No, it doesn't cause constriction of of the arteries, though it theoretically might prevent expansion. Nor does it cause hardening of the arteries. Some studies have indicated that moderate consumption may reduce the incidence of stroke, in fact. Caffeine's only significant effect is on the brain, thankfully. If it really did cause constriction and hardening of the arteries, half of the world's population would be dead at fifty.

It doesn't have any measurable effect on blood glucose either. I woke this morning on 5.8 before a double espresso, black and powerful.Spent the rest of the morning varying between that and 6.0, which are all essentially the same readings. I've been drinking an occasional strong black tea since then, also a caffeine source, so apart from a blip for lunch everything is running normally.
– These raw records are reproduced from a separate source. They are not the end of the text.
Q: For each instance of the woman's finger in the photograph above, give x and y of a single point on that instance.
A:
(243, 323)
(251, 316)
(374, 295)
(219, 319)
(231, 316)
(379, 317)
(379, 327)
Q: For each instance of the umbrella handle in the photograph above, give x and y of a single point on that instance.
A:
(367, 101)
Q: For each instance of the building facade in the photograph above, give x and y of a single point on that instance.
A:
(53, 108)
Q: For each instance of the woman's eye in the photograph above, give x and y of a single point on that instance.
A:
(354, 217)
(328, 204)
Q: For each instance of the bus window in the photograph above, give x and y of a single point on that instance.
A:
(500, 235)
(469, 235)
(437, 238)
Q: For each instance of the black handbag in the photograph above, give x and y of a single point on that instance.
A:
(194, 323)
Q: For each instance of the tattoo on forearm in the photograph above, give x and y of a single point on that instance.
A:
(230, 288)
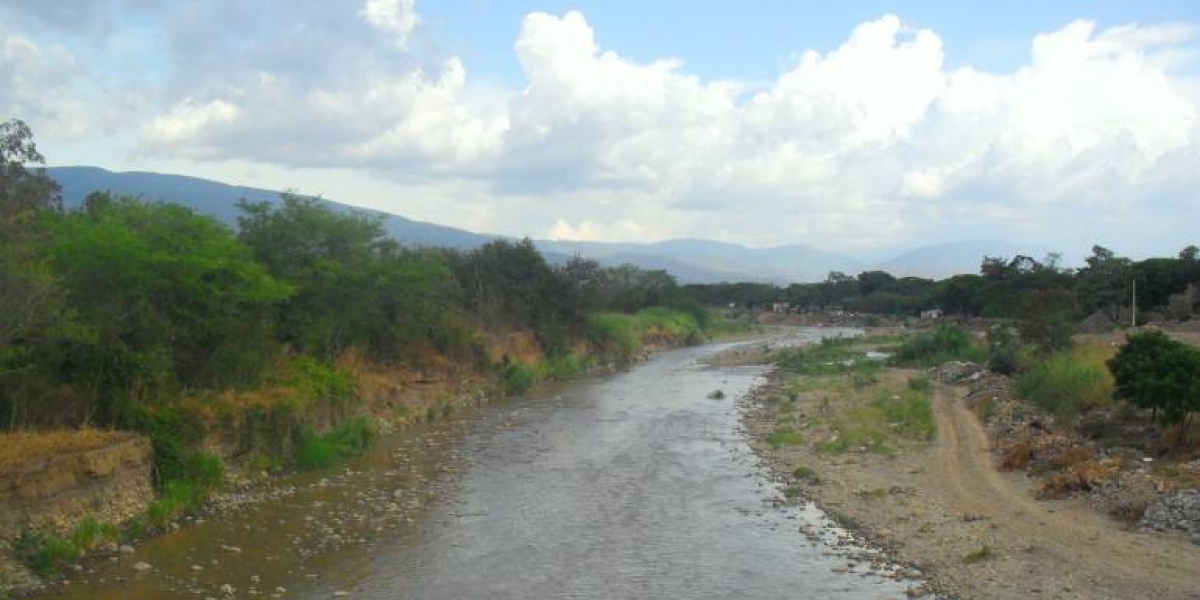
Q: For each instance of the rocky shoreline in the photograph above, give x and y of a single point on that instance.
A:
(939, 519)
As with anything, excess consumption of caffeine can cause problems - specially if you switch to decaff, which I regard as one of the worlds daftest inventions, when you might get withdrawal symptoms, but it's otherwise on one of the least harmful of the addictions you could acquire.
 
I'd never heard that before @atoll so had a look for more info. I could only find a very small study from about 10 years ago that wasn't sufficient to draw any conclusions from and nothing since (summarised by NHS in link below). Have you seen anything more recent/conclusive than that?

.
i'm only quoting what my vascular surgeon asked me to avoid to reduce further damage and high blood pressure etc,as i said before all things with INE in the ending have potential side effects,but as yet they are not fully understood,nor fully tested on what the long term health impacts are.
however they are easy to cut out from your diet,but treating possible long term impacts to heart and vascular system are not
 
I think it’s a bit strange to say that caffeine has not been fully tested. Folk have been testing it for two millennia at least, and nobody appears to have noticed coffee drinkers dying young.

I wouldn’t avoid everything that ends in INE. Wine? Pesto (contains pine nuts). And many amino acids end in INE. That’s what you are made of.